Suggested-by: Willem de Bruijn willemb@google.com Signed-off-by: Jason Xing kernelxing@tencent.com --- v5 Link: https://lore.kernel.org/all/20240905071738.3725-1-kerneljasonxing@gmail.com/ 1. squash the hardware case patch into this one (Willem) 2. update corresponding commit message and doc (Willem) 3. remove the limitation in sock_set_timestamping() and restore the simplification branches. (Willem)
v4 Link: https://lore.kernel.org/all/20240830153751.86895-2-kerneljasonxing@gmail.com... 1. revise the commit message and doc (Willem) 2. simplify the test statement (Jakub) 3. add Willem's reviewed-by tag (Willem)
v3 1. Willem suggested this alternative way to solve the issue, so I added his Suggested-by tag here. Thanks! --- Documentation/networking/timestamping.rst | 27 +++++++++++++++++++++++ include/uapi/linux/net_tstamp.h | 3 ++- net/ethtool/common.c | 1 + net/ipv4/tcp.c | 9 ++++++-- net/socket.c | 10 +++++++-- 5 files changed, 45 insertions(+), 5 deletions(-)

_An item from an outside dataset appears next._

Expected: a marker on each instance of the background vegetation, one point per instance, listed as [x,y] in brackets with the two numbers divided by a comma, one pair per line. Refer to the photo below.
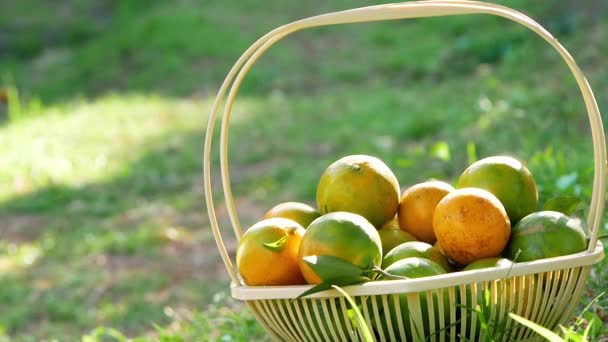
[103,225]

diff --git a/Documentation/networking/timestamping.rst b/Documentation/networking/timestamping.rst index 9c7773271393..ae122ae3df72 100644 --- a/Documentation/networking/timestamping.rst +++ b/Documentation/networking/timestamping.rst @@ -267,6 +267,33 @@ SOF_TIMESTAMPING_OPT_TX_SWHW: two separate messages will be looped to the socket's error queue, each containing just one timestamp.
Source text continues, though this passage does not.